Prawit denies any links with cashiered Chinese generals
DEPUTY PREMIER and Defence Minister Prawit Wongsuwan yesterday denied any connections with two senior Chinese generals who were recently stripped of their military ranks and Communist Party membership over corruption allegations.
General Prawit, who is in charge of security affairs, said the media often made “untrue allegations” about him and caused him to become “the weakest link” within the ruling junta – the National Council for Peace and Order (NCPO).
Media reports said the disgraced Chinese generals – Fang Fenghui and Zhang Yang – had come to Thailand to discuss China’s sales of military hardware to the Thai military.
However, Prawit yesterday maintained that he had neither met the Chinese generals nor knows them personally.
“I don’t know the two generals in question. The person who came to meet me was Meng Jianzhu, who has already retired. I am familiar with him,” Prawit said.
Before his retirement last year, Meng had served as the secretary of the Central Political and Legal Affairs Commission of the Communist Party of China. He also headed China’s Central Public Security Comprehensive Management Commission.
Prawit said yesterday that the purchases by the Armed Forces were carried out in the form of government-to-government deals, with no involvement of any private company.
He maintained that the purchases were done by the Armed Forces and that the NCPO was not involved.
The Chinese government last Tuesday announced it was stripping the two generals of their ranks and party membership.
“The violations are very serious and the scale of the corruption is huge. It caused serious damage,” according to a statement released through state news agency Xinhua.
Fang, the former chief of joint staff, is under investigation in a corruption case involving more than 100 million yuan (Bt500 million).

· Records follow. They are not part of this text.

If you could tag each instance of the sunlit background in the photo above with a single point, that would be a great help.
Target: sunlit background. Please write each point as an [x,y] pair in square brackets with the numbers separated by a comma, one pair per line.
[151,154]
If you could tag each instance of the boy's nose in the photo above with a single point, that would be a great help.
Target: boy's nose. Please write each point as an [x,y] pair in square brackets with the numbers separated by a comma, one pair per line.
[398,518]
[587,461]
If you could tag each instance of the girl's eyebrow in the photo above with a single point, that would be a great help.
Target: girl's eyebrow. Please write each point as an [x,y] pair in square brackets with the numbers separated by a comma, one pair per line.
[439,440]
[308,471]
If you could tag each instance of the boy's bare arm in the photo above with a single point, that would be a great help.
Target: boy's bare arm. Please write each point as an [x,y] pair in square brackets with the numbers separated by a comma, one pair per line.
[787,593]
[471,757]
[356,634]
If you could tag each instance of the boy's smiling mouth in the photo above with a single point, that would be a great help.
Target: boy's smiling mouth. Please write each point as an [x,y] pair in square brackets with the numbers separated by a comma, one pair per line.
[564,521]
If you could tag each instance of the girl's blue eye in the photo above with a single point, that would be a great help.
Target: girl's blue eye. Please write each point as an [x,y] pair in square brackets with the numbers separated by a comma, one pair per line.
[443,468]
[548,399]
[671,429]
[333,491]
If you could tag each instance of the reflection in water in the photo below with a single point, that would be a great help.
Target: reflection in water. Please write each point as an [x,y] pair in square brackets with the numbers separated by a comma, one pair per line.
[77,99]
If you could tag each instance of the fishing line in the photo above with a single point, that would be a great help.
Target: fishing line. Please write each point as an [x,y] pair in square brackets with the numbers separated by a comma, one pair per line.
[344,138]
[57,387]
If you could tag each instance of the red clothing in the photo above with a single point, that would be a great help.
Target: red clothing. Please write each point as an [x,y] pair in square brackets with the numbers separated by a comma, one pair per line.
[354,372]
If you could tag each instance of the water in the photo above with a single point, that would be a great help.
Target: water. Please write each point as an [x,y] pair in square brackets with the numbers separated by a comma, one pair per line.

The statement from the Central Military Commission said Fang, 66, had seriously violated political discipline and central government rules that ban extravagance and taking bribes.
Separately, the commission also said Zhang, a former head of its political work department, had been stripped of his rank as general and his party membership. Zhang, 66, hanged himself at his home in Beijing in November 2017 when he was being investigated.
“Zhang attempted to escape punishment through committing suicide. This has seriously damaged the party and the army,” the statement said.